The reality is that the media still decides what we think, and the far-right media works much, much harder at driving that consensus than the centrist press does. The centrist press keeps the coverage bland, and then the Murdoch/talk radio axis declares its fatwas, and those decide what we think.
The Occupy movement, like the Democratic Party, doesn’t grasp that it needs to do everything it can to minimize the damage from right-wing-media demonization. Both groups think they can just be heard above the noise from the right-wing noise machine — neither group realizes the utter necessity of throwing sand in the gears of that machine.
Come on, Occupy. You have to do better than Democrats, dammit.
Steve M has numbers from Public Policy Polling showing that OWS has lost significant support, especially among independents. It is now less popular than the Tea Party. The controversies and hysterical news coverage have completely swamped the message.
And yes, it was all very unfair. If the country were “fair,” we wouldn’t need OWS, would we?
And I take no pleasure in saying this, but … toldja so. Listen to me next time.
So, what’s next? Todd Gitlin advises that “Liberty Park can be anywhere,” and says that the activist functions of the OWS movement do not have to depend on urban tent cities. He suggests maintaining some token encampment somewhere in lower Manhattan, but says the real problems OWS is trying to address will not be solved by occupying turf. Indeed, it appeared that the day-to-day problems of maintaining the tent communities were eating a lot of time and energy and becoming something of a fetish.
And, you know, there’s that Internet thing that wasn’t around when Gitlin was organizing protests against the Vietnam War. You could do a lot with that, I bet.
Naomi Wolf suggests that OWS get more involved in electoral politics.
I have argued that the organizers need to become a major electoral block and make the case that they will get out the vote for leaders who support citizens’ rights to First Amendment expression (especially during those critical congressional elections) and will call for the defeat of city leaders who brutalize and suppress citizens. They could even lead a recall drive for abusive mayors. Dozens of city and state leaders, like California’s Gray Davis, have been successfully recalled by voters since 1911. New York State does not have a legislative recall mechanism, but Occupy can put it on the ballot through a referendum. And New York Governor Andrew Cuomo can recall Bloomberg by presenting charges. So Occupy Wall Street has to put pressure on Cuomo by showing that it will organize to get out the vote for or against him based on thousands of registered voters.

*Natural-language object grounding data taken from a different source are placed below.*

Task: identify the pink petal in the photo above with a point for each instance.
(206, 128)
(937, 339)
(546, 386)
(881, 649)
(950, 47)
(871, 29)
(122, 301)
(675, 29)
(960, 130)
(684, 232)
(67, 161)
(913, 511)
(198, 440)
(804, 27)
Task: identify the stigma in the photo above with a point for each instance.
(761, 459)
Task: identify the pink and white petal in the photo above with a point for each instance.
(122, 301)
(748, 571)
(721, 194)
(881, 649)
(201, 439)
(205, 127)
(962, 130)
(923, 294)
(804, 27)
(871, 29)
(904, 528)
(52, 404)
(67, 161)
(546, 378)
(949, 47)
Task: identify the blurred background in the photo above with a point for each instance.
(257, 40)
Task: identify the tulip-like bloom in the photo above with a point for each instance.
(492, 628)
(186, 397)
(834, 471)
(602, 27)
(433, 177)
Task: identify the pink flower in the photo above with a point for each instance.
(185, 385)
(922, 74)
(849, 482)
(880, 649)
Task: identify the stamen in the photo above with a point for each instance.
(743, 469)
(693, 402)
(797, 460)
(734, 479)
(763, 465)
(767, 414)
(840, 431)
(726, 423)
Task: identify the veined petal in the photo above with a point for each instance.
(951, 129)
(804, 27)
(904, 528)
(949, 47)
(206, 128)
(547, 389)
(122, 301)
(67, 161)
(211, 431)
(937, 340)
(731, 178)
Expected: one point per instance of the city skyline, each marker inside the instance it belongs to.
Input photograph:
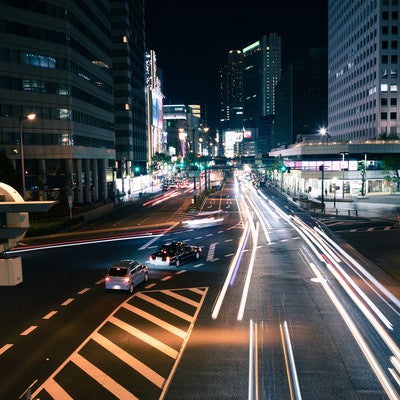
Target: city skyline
(196, 44)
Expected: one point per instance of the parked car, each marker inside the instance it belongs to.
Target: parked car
(175, 253)
(126, 275)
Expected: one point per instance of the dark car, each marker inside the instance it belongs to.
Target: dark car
(126, 275)
(175, 253)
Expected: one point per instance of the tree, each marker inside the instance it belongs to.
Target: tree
(391, 163)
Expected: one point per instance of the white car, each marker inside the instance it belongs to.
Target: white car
(126, 275)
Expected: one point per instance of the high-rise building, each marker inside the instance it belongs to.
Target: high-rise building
(301, 101)
(154, 100)
(261, 73)
(79, 66)
(363, 64)
(129, 55)
(232, 93)
(56, 63)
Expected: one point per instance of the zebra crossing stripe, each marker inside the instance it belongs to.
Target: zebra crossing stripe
(181, 298)
(169, 351)
(103, 379)
(56, 391)
(164, 306)
(167, 326)
(133, 362)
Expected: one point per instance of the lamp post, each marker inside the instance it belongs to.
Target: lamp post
(321, 168)
(343, 155)
(324, 133)
(30, 117)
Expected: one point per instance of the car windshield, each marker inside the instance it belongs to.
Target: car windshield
(117, 271)
(169, 249)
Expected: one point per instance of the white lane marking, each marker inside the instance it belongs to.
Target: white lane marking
(103, 379)
(5, 348)
(158, 321)
(68, 301)
(128, 359)
(56, 391)
(50, 314)
(163, 306)
(28, 331)
(144, 337)
(181, 298)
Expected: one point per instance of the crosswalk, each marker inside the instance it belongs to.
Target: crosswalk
(133, 354)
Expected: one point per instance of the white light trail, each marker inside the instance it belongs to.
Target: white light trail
(232, 267)
(248, 276)
(379, 372)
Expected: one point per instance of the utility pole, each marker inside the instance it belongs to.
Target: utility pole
(321, 168)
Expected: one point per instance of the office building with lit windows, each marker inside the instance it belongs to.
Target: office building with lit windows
(231, 92)
(364, 79)
(79, 66)
(55, 61)
(261, 73)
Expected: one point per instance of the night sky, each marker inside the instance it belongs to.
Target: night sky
(192, 43)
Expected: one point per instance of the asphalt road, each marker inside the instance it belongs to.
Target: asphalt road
(168, 341)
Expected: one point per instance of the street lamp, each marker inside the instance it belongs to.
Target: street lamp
(324, 132)
(343, 156)
(30, 117)
(321, 168)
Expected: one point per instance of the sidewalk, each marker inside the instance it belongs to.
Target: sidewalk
(386, 206)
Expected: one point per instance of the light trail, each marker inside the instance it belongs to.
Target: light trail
(294, 386)
(232, 266)
(379, 372)
(248, 276)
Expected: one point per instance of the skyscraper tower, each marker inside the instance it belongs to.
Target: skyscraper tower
(129, 61)
(363, 68)
(261, 73)
(235, 90)
(56, 63)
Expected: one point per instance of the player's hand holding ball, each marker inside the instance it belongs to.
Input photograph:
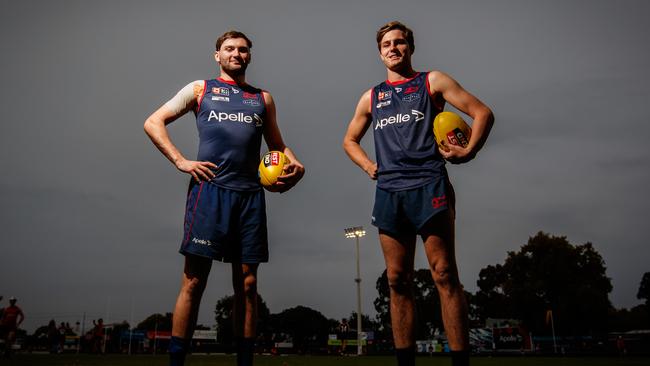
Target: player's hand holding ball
(278, 173)
(452, 135)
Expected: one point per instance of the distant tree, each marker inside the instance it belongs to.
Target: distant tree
(223, 317)
(548, 273)
(644, 289)
(306, 327)
(367, 324)
(156, 321)
(623, 320)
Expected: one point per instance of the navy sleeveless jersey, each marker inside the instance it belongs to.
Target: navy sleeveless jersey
(230, 119)
(402, 117)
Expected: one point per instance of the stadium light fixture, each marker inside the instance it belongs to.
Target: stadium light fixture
(355, 233)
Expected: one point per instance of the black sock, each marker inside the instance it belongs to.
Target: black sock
(177, 351)
(245, 349)
(459, 358)
(405, 356)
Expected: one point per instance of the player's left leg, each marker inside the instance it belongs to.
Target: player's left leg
(438, 236)
(244, 282)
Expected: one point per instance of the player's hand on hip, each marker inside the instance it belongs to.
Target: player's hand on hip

Occupy has an ill-advised resistance in some quarters to engaging with the voter-registration process, but that may be changing. They are terribly vulnerable now without electoral organization and can expect only further violence and aggression. But if they register voters in recall drives and start to field their own candidates, they will send a powerful message to cities’ leaders across the country that suppressing constitutional rights is a political death knell. The next place to Occupy? The voting booth.
Hmm, I disagree. Right now OWS doesn’t have the popular support to swing elections. They’d just be another Green Party, some political fringe everyone ignores. I’d say they’d be more effective by focusing like a laser beam on economic injustice issues, trying to bring these issues to public attention to change the public dialogue. They’ve made a good start on this.
But they also absolutely have to learn how to finesse the media. The media are not “reprehensible across the board, in a uniform way.” Some parts of it will be an intractable enemy, but other parts of it can be worked with to get a message out. The OWSers must get more sophisticated about this. I should hope some of them have, already.
Update: See Angry Black Lady about the rumors that the DHS coordinated the clean-outs of OWS encampments. She traced all the sourcing for this back to one article in the Examiner. It looks like there is more sourcing because people all over the Web are citing each other, but if you trace all the links and all the citations back to the beginning, she says, that’s it. One article in the Examiner.